Приходит человек с гитарой, и заявляет с порога: нас, бардов, в России, только двое: я и Высоцкий. Но Высоцкого нет уже, я один остался.
Ну нет бы этому чудесному барду сразу бригаду вызвать, так ну что вы – приумолкли все, смотрят на него озадаченно. «Ну, спойте», говорят.
И тот тут же схватил ля-минор за горло, да как полилось!.. Вся река Волга издалека долго вылилась из его ля-минора.
Я не знаю, почему никто не умер. Песня лилась ровно сто тридцать пять часов. Потому что 20 минут песни, это не просто 20 минут. Это вы сами понимаете, что.
Крепкий народ раньше в КСП был. Закалённый. Выслушали. А затем устало так спрашивают: а, скажите, у вас все песни такие… протяжные?
«Да нет, конечно. – гордо отвечает бард. – Это я вам самую короткую спел. А сейчас я вам самую свою любимую спою».
«Нет, нет! – вскричали барды. – Подождите, вот председатель нашего клуба придёт, вы ей и споёте!»
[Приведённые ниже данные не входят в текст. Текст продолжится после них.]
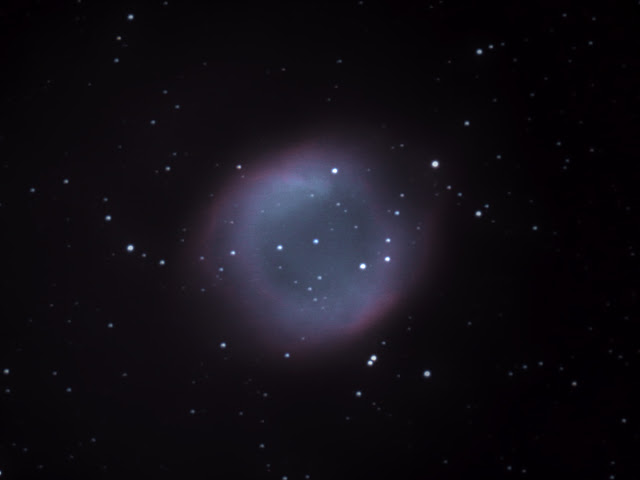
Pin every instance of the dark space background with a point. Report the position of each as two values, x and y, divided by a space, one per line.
111 364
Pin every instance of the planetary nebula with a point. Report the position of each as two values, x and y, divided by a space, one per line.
309 249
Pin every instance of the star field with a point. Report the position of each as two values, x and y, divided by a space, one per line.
309 250
319 240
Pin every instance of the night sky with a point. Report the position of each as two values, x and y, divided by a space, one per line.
285 241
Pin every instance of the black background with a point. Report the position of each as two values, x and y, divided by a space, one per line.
530 333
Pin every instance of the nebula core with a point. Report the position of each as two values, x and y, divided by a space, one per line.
312 246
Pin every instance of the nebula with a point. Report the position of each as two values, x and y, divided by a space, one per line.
309 248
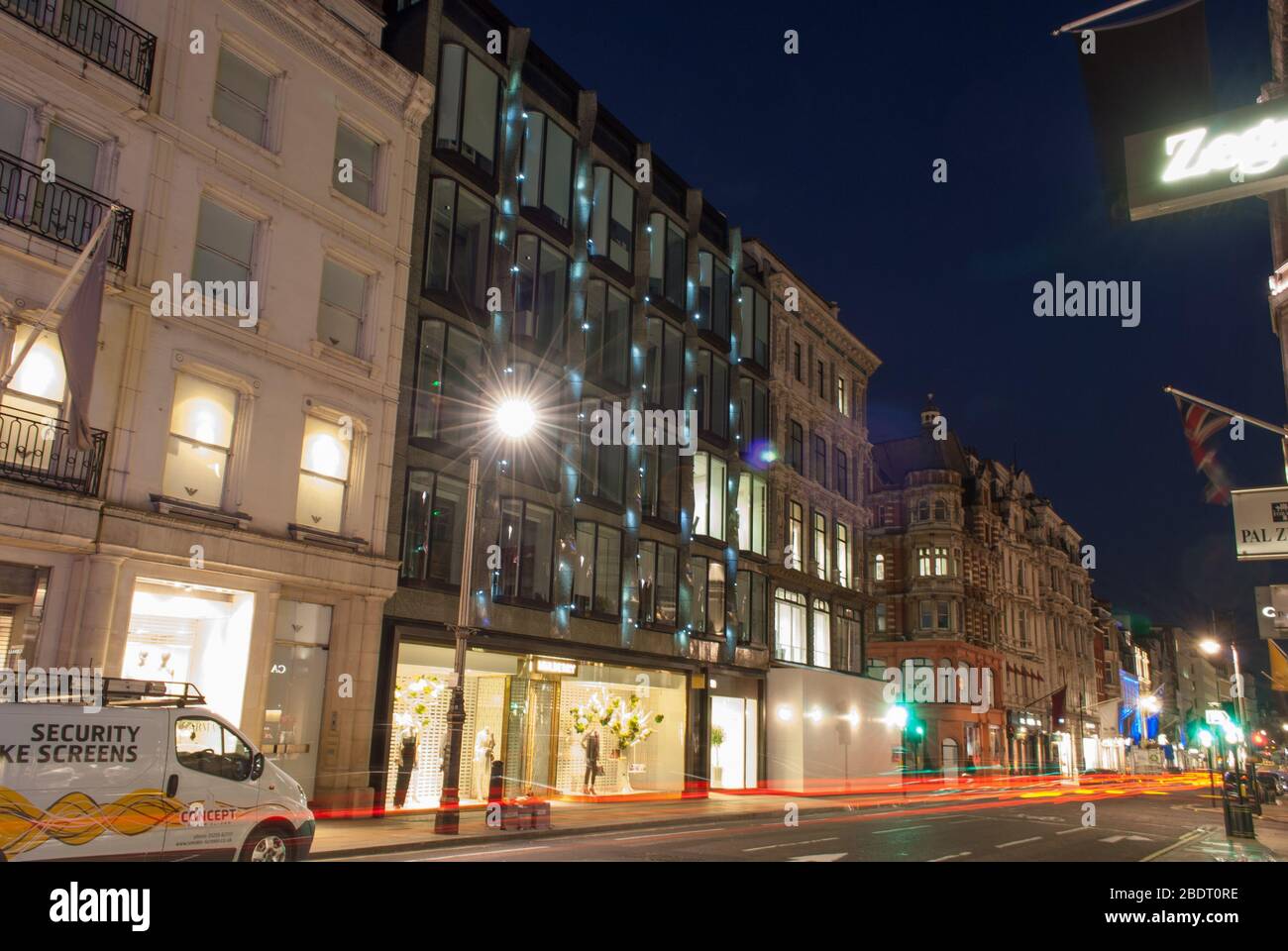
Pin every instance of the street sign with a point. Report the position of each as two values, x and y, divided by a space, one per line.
1260 522
1209 159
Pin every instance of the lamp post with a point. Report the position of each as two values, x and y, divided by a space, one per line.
514 419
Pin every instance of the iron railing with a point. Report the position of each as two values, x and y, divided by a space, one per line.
62 211
43 451
98 34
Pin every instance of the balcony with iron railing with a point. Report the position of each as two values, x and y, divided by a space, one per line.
98 34
43 451
59 211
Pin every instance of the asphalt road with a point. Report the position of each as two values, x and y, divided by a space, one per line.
1167 826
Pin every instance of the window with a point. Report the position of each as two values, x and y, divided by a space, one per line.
790 626
797 536
323 475
449 373
752 513
754 328
527 553
434 528
207 746
226 247
468 105
752 416
668 261
708 495
612 218
603 468
664 368
842 556
343 309
822 633
364 154
752 607
606 335
459 244
712 396
597 573
241 97
546 172
708 595
660 487
201 438
540 294
713 294
820 560
657 583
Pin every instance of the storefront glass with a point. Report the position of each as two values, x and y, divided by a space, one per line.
522 710
192 634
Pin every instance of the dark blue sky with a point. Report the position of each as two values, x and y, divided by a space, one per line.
827 157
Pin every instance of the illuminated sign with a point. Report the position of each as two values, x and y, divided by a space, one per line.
1222 158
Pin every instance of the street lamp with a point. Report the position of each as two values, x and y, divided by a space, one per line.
514 419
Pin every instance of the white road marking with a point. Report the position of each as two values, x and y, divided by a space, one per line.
1018 842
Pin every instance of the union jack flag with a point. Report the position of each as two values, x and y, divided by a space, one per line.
1202 428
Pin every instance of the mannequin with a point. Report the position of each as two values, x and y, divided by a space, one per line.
590 744
484 749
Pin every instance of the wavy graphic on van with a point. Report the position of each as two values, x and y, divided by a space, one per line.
76 818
Тут пришла Лида Ковалёва, председатель тогдашнего ксп – человек быстрых и окончательных решений. Она невозмутимо выслушала у единственного барда страны ровно полтора куплета и остановила эту волгу. «Всё ясно, – говорит, – достаточно». И ушёл бард обиженным и непонятым. И больше никто его нигде не видел и не слышал. Но, может, и сейчас где-то до сих пор «прослушивается» и по фестивалям ездит. Только песни стали ещё длиннее.